03 abr A nova lei de internação compulsória, por Luís Antônio de Abreu Johnson
Artigo de autoria do juiz de Direito Luís Antônio de Abreu Johnson, publicado no dia 1º de abril no jornal O Informativo do Vale de Lajeado.
Ainda tramita, a passos lentos, o Projeto de Lei nº 7.663/2010, de autoria do hoje ministro gaúcho Osmar Terra, que altera a Lei Antidrogas. Em apertada síntese, o texto prevê penas mais duras para trafi cantes, internação compulsória sem a necessidade de intervenção judicial, como forma de antecipar o tratamento a dependentes químicos, e a criação de uma grande rede de comunidades terapêuticas sob a responsabilidade do Poder Público, estas vocacionadas aos ditos tratamentos de longa duração.

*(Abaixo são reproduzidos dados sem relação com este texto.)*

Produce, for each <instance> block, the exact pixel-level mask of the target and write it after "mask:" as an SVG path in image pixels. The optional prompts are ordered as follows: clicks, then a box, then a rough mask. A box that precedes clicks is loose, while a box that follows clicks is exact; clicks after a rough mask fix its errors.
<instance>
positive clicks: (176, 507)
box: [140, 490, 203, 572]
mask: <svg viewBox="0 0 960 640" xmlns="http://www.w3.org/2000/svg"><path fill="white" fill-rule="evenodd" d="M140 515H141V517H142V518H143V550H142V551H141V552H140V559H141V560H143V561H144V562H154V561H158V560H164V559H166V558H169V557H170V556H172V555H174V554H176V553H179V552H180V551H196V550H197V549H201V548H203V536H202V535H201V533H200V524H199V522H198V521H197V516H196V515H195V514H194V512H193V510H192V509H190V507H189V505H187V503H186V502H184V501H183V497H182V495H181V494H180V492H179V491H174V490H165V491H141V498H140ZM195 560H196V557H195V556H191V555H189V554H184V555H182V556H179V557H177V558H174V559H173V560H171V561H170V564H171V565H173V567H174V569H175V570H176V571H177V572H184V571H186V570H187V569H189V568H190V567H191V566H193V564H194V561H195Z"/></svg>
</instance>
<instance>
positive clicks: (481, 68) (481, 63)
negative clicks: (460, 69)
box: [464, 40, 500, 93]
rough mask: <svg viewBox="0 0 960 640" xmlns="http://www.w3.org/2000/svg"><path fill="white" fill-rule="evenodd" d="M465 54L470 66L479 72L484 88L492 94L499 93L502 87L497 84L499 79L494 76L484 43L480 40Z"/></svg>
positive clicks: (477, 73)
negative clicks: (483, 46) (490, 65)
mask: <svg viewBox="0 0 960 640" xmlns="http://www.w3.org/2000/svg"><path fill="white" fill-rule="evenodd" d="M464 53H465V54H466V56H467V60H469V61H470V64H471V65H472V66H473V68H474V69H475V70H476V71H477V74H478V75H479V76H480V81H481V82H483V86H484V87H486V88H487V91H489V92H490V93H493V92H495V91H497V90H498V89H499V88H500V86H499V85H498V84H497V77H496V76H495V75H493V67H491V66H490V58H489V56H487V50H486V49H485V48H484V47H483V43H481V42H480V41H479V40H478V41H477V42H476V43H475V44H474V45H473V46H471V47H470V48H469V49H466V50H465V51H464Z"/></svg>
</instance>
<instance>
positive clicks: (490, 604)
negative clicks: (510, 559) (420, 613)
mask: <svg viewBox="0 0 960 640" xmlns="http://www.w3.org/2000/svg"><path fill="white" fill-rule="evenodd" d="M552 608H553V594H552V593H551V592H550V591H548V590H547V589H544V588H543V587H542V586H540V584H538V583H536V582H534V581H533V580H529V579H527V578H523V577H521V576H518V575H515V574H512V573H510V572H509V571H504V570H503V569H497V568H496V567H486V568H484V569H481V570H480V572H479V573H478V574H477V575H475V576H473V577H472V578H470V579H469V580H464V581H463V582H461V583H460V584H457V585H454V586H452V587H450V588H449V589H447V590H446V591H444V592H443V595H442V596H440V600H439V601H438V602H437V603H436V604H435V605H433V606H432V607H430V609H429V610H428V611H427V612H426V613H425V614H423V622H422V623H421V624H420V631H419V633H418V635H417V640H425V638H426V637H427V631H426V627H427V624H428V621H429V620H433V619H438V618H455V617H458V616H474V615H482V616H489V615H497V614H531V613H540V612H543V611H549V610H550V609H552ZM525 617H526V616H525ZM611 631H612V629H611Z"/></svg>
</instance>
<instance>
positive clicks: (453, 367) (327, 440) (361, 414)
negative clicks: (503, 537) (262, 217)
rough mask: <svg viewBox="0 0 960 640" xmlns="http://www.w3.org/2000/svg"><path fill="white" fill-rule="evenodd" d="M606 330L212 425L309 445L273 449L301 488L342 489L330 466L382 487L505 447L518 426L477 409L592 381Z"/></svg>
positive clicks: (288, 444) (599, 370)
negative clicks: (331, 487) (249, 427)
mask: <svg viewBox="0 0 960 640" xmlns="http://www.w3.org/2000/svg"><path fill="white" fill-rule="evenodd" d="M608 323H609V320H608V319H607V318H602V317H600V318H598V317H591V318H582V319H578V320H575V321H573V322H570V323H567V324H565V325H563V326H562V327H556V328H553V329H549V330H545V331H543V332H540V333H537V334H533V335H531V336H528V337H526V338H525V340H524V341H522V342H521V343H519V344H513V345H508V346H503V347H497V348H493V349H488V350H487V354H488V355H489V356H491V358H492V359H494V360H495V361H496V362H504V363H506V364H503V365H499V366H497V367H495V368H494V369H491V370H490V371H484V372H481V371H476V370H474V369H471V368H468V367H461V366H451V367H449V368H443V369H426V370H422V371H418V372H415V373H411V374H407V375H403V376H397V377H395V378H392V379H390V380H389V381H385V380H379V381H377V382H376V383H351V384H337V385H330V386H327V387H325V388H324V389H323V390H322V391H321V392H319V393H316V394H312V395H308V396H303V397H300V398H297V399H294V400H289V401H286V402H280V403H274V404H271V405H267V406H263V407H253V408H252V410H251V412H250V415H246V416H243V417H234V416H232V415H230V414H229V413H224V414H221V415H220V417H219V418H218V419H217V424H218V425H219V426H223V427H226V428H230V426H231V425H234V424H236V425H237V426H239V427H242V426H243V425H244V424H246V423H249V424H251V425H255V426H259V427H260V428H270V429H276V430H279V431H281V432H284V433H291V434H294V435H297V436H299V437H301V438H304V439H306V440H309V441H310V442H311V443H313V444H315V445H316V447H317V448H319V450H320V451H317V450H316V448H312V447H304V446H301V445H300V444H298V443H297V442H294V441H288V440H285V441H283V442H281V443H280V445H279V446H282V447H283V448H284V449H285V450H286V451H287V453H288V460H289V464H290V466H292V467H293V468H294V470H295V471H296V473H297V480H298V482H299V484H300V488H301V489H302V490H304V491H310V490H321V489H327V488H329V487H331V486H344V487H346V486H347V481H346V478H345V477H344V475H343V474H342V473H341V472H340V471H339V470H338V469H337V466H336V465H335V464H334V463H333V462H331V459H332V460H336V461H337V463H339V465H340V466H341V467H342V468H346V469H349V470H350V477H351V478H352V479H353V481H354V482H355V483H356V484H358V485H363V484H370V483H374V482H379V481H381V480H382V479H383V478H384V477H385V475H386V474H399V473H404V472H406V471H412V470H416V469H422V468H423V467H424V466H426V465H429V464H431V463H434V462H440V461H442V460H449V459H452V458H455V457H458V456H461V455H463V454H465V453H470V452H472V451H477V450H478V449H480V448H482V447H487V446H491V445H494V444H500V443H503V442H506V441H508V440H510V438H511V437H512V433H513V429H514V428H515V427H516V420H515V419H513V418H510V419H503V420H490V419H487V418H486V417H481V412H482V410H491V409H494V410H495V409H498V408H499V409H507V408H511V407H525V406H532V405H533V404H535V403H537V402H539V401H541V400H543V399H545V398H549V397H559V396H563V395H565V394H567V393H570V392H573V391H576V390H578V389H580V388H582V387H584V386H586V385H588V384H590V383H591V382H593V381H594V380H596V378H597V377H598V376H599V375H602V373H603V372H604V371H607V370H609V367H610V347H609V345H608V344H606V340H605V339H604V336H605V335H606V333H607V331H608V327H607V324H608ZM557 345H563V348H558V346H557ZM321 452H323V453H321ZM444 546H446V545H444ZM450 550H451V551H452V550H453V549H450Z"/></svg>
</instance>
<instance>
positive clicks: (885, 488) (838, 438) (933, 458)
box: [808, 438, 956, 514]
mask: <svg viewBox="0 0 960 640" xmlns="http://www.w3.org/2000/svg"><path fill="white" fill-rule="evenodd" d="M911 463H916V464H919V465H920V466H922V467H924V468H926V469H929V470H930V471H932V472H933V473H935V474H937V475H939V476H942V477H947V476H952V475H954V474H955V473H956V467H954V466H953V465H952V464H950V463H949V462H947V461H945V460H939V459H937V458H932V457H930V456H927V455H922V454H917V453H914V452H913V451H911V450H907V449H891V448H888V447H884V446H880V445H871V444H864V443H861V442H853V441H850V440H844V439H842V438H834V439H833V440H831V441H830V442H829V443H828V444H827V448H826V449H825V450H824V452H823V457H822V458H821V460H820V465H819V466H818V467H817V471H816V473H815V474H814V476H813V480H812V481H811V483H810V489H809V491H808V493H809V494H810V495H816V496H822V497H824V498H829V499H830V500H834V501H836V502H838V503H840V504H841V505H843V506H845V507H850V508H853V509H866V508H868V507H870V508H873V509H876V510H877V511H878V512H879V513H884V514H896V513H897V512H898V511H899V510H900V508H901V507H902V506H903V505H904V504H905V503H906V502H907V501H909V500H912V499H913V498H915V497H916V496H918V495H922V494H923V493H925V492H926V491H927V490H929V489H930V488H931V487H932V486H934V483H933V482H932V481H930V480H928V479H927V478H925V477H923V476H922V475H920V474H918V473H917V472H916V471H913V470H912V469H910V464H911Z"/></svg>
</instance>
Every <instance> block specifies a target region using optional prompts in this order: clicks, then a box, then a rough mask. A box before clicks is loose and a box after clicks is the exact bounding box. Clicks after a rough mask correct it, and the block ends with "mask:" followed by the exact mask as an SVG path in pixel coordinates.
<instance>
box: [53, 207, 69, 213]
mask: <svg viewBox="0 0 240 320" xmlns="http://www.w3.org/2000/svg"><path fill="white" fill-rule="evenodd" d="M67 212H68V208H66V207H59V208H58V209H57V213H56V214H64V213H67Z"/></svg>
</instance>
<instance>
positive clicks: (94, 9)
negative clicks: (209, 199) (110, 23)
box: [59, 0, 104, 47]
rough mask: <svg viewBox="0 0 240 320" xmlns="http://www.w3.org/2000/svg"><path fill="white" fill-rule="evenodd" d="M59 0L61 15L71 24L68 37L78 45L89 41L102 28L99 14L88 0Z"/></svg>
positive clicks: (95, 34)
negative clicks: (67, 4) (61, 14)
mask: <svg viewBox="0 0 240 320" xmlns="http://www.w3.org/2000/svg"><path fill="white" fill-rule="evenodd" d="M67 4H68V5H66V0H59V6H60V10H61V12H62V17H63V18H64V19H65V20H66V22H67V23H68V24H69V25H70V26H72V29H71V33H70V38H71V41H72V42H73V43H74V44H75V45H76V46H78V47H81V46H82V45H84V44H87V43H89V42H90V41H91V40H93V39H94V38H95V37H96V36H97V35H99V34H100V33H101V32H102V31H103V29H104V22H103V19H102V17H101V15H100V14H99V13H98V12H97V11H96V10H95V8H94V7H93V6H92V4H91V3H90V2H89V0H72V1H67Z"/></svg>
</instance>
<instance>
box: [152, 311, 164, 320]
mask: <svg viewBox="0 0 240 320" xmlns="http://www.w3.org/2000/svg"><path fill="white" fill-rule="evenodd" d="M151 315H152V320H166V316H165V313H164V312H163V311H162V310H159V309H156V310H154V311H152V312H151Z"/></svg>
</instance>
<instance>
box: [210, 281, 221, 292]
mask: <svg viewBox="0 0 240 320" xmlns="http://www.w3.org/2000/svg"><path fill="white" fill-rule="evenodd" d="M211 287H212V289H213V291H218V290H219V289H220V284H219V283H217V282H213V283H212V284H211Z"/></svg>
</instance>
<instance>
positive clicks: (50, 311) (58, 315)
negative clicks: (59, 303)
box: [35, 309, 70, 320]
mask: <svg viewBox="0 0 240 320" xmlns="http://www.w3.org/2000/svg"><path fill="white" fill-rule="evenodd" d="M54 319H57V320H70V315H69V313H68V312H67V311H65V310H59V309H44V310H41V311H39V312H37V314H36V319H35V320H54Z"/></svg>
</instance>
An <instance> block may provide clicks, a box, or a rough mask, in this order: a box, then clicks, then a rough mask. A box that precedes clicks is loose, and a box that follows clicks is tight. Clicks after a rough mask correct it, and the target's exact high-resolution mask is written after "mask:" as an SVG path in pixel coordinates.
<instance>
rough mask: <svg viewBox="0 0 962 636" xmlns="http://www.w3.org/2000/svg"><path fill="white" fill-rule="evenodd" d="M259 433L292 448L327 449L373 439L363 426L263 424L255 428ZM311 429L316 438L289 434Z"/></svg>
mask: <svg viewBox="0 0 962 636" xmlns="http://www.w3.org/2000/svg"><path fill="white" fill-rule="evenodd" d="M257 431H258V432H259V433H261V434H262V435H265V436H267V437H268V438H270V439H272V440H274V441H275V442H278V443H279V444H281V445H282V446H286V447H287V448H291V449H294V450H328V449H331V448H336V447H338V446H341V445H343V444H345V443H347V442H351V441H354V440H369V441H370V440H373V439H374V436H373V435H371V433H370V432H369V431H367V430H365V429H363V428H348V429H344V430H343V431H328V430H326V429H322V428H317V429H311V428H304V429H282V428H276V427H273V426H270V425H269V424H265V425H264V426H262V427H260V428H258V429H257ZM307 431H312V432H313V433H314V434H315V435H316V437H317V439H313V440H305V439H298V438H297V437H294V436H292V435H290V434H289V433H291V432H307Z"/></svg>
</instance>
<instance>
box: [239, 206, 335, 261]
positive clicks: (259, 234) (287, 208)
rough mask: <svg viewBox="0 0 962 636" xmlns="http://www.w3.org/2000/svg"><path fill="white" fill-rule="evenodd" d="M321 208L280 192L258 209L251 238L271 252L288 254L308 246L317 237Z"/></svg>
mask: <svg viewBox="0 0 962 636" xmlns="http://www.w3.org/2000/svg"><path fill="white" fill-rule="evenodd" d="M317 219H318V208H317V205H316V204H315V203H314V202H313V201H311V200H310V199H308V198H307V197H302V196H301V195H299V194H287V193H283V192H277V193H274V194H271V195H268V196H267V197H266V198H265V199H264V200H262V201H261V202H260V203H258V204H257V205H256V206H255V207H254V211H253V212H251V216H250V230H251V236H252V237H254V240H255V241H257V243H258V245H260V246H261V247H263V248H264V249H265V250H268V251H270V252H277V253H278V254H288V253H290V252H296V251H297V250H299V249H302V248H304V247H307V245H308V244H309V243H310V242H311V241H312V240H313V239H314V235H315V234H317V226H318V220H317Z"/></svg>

O projeto, de igual forma, cria um cadastro nacional de informações e acrescenta 33 novos dispositivos à Lei nº 11.343, de 23 de agosto de 2006, que, atualmente, dispõe sobre a repressão ao tráfi co de entorpecentes, define crimes, prescreve medidas para a prevenção do uso indevido, atenção e reinserção social de usuários e dependentes de drogas. Afora isso, e mui especialmente, altera substancialmente a Lei nº 10.216, de 6 de abril de 2001, que cuida da proteção e dos direitos das pessoas com transtornos mentais e redireciona o modelo assistencial em saúde mental (a conhecida Lei da Reforma Psiquiátrica de 2001).
Induvidosamente, o tema, que é objeto de acendrado debate na Casa legislativa, é a internação compulsória sem o consentimento do paciente e independentemente de autorização judicial como forma de antecipar o tratamento, segundo as próprias palavras do deputado gaúcho Osmar Terra, autor do projeto.
Tomando-se em linha de consideração a degradação social causada pelo uso de substâncias entorpecentes pesadas, em especial, pelo uso do crack, é inquestionável que a iniciativa parlamentar merece aplausos. O Brasil tem urgência de encontrar novas soluções para a pandemia que aniquila a juventude, corrói o seio familiar e é hoje o maior estímulo à criminalidade. Enfim, a questão do combate ao tráfico de substâncias entorpecentes não pode ser tema de maiores digressões no Parlamento nacional.
O que se questiona, todavia, é o tratamento a ser ministrado aos usuários e dependentes. Não é demasia asseverar que a lei vigente (Lei nº 10.216/2001) já define a internação para tratamento, de modo voluntário (quando o paciente aceita ser tratado), e a involuntária ou compulsória, que se opera por decisão judicial, observado o devido processo legal, inclusive com a oportunidade de o paciente contestar a ação, produzir provas, inclusive opondo-se à medida.
Deve ganhar fôlego e corpo, a meu sentir, a discussão sobre as garantias de que haverá uma rede de clínicas e comunidades terapêuticas públicas, dotadas de equipe multidisciplinar (psiquiatras, psicólogos, assistentes sociais, terapeutas ocupacionais, enfermeiros, etc.), com programas comprovadamente eficazes e de fácil acesso, até mesmo em nível ambulatorial, quando o grau de dependência química ainda não se mostrar elevado.
Tenho que o ser humano só pode ser conduzido compulsoriamente para o tratamento contra a drogadição em clínicas de desintoxicação e comunidades terapêuticas tecnicamente apropriadas, o que, hoje, raramente acontece, notadamente pela ação de profissionais da área, os quais são adeptos da cultura antipsiquiátrica e antimedicalização, mesmo em pacientes com surtos psíquicos graves.
Sem esses pressupostos, o afastamento, à força, de drogados da ruas e de famílias atônitas pelo efeitos deletérios do vício da droga, se constituirá apenas numa faxina social que viola direitos humanos fundamentais e atende aos interesses de uma política higienista (que tanto mal já causou ao país), cujo objetivo primordial é retirar viciados em drogas da via pública mesmo que seja para submetê-los a toda sorte de constrangimentos e a tratamento que transgride o princípio de envergadura constitucional da dignidade da pessoa humana, base do Estado Democrático de Direito que tanto almejamos.